Valentines Day Ideas

Some of you have this problem I'm sure. I don't because I don't have a girlfriend, wife or even a female that occasionally rubs up against me on accident. Anyway some of you are troubled with this and the holiday that exploits this problem is only a week away. Everybody has to get their significant other SOMETHING on Valentines day, or they'll be pulling up a seat next to me on the loser couch. Maybe, just maybe this is the year to go that extra mile and really show her what you think about her. Jewelry, roses and chocolate are what you usually opt for, but lets be honest, you don't really like her enough for jewelry and if you go for the other to she thinks you're cheap and she'll eat at your ass until Christmas and you'll have to spend more in the long run for the make up gift.I say why not add a little laughter this Valentines day and send something to her at the job that will have all her co-workers talking the rest of the day guaranteed. Rest assured none of her girlfriends will have received a delivery quite like this. Plus when you go through with it, and she gets pissed, you can easily cop out and say something like, "Honey, I thought it was funny.. I thought you'd appreciate the humor in it." Added bonus is you can get away with telling your buddies when they ask you what you got her "I got her shit!" If all else fails, it was cheap enough to still get her a real gift (pussy). So go ahead, nut up this year and send her a fecalgram! Somebody's gotta do this, and send me the story. I would definitely do it, but I can't get a broad of my own.

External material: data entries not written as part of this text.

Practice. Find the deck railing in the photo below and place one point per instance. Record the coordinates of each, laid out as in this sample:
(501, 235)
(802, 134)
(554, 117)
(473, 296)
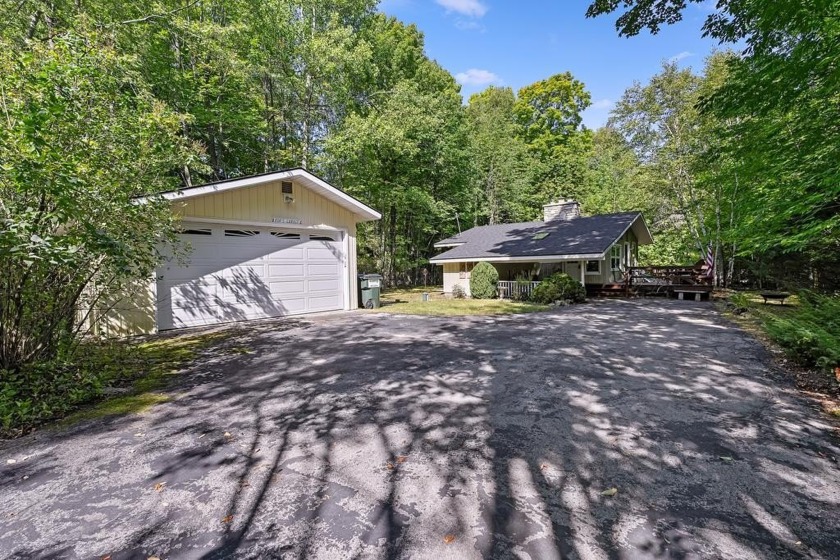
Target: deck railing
(515, 289)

Wednesday, February 01, 2006

Cunt


Thank god I'm back from that hellhole. It was the worst deployment I've ever been a part of. It was good though, I got a chance to see some things that I'd never been exposed to before. For instance what a MEO case is all about. Apparently the word cunt is different than all others. You call a female co-worker a cunt and all hell breaks loose. You can get in trouble for saying that even if the accuser didn't hear you say it. Just the mention of the word cunt and everyone shivers like you have gone too far. Personally I like to use the word more now. I liked it before, I love it now. Also I learned that there are homosexuals out there in today's Armed forces. The policy needs to be revised to don't ask, don't tell, don't mention and don't even think the obvious. Sure enough, got in trouble for that too. I learned also that sending pornographic email on a government computer is a more serious offense than Driving under the influence. I received a harsher punishment for that than when I got into a high speed chase with cops at .22 BAC. What a crazy world. So all in all, good to be back. I lost some weight, a stripe, and 2 games of Madden while I was away, but I'm still here and kickin. Barely though, I only lasted about 2 hours at the bar on my return. I guess I stayed there longer, but anything after 2 hours is just heresay... DAMN YOU REDBULL AND VODKA!